Extremely overweight, and proud of it. I am not ashamed of my weight, on the contrary I consider it a blessing. I know the people who love me, love me for who and what I am, not what I look like. And I believe it has taught me humility and compassion in a way that few people ever have. My only concern about my weight is my health.
My Love Life As I mentioned above, I have three men in my life. Tau, Dragonflyy, & Azual.
Dragonflyy is my "husband by heart", who I have been with for about five and a half years as of this writing (January 2009). He was friends with my mother & step-father in EverQuest, and while I knew him from a few brief conversations in EQ, he wasn't on my radar until October or so of 2002. My mother was trying to hook my cousin up with Dragonflyy's best friend / room mate, who was also her friend, and decided on a whim to see if I wanted to talk to Dragonflyy. I was still in the thick of things with my first love, and basically blew him off as just some guy. A year later, he and his room mate/best friend came to visit my parents, and the minute he walked through the door, I knew I'd spend the rest of my life with him. Funny, considering I'd never believed in love at first sight in my life, and it wasn't even like that at all. It was just this unshakable feeling that he was meant to be beside me forever. So far, so good. We were apart for two months, then I went to visit him for a month.
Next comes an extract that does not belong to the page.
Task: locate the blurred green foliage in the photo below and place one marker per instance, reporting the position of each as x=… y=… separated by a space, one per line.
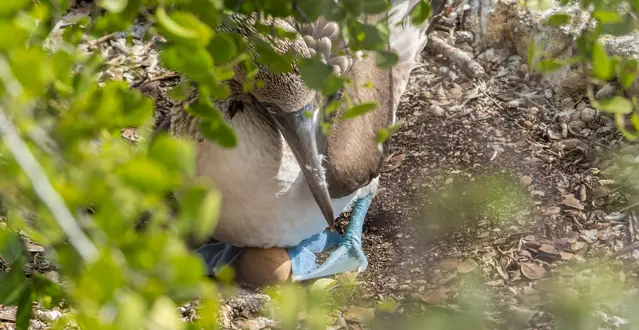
x=75 y=159
x=113 y=276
I came home, and a week later, he told me he couldn't stand being without me. A week after that, he caught a greyhound bus and moved across the country to be with me. We've lived together ever since, and have one of the best relationships I've ever seen. He's my best friend, my laughter, my tenderness, my rock, and my sanity.
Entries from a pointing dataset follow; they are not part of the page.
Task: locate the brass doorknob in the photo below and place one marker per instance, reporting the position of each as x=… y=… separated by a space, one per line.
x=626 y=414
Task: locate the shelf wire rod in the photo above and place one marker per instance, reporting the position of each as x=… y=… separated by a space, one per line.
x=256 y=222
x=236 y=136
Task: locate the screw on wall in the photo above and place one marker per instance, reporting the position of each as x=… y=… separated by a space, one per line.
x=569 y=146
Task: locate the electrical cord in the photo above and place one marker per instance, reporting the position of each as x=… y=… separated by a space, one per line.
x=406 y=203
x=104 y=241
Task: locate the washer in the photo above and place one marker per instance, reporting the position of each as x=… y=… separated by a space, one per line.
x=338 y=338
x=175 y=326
Azual is my boyfriend of about 2 1/2 years. Sometimes, Az is the one person I can talk to without feeling like I'm a burden, and sometimes he's the only person that can make me laugh when all I want to do is take someone's head off at their shoulders. He's fun, spontaneous, silly, and sporadic. He's one of the most diverse, beautiful, and all around amazing people I've ever known. To be honest, I don't even have the right words to say just how amazing he is.
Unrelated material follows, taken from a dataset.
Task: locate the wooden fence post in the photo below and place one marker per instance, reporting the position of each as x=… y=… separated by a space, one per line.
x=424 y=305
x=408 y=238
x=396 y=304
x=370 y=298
My Disability To sum it up, I'm extremely overweight, which is caused by the fact that I have hypothyroidism & polycystic ovarian syndrome. Not going to explain what those mean, that's what Wikipedia is for. (On a side note, we recently discovered I have fibromyalgia as well which could explain where the hypothyroidism originated. However, that's not a certainty.) Suffice to say, the weight has been crushing my spine for years, and my spine is slowly collapsing and deteriorating, which, if you don't realize, causes a hell of a lot of pain and suffering. Not to mention the fibromyalgia is DEFINED by how much pain it causes, basically. Throw in the fact that I have severe carpal tunnel syndrome in both wrists (I can write about a paragraph by hand before my hand starts involuntarily dropping the writing utensil), and well, I'm not fit for much of anything. Especially since I hurt, all the freaking time (And I have one hell of a pain tolerance --- I suffered gall bladder attacks for damn near a year when I was 12/13, and they are comparable to the pain of child birth or a heart attack). Thus, I'm on disability for the time being.
I long for the day when I can take care of myself. But then again, I long for the day when I can walk for more than thirty seconds without feeling like I'm being hit by a buss or severed in half by a saw. Regardless, I refuse to let my body keep me from giving back something wonderful to the world. I am hoping and praying that very soon, I will have the carpal release surgery so my hands and wrists function again, and that I can get the lap band surgery to take some of the weight and pressure off my spine, and figure out some kind of medication system that will dumb down the fibro enough for me to focus and deal with the day-to-day stuff. Regardless, though, even if it takes crawling on my hands and knees while biting down on a piece of shoe to keep from screaming, I am going to finish college and have a career that will allow me to function around my disability, or, hopefully, without it.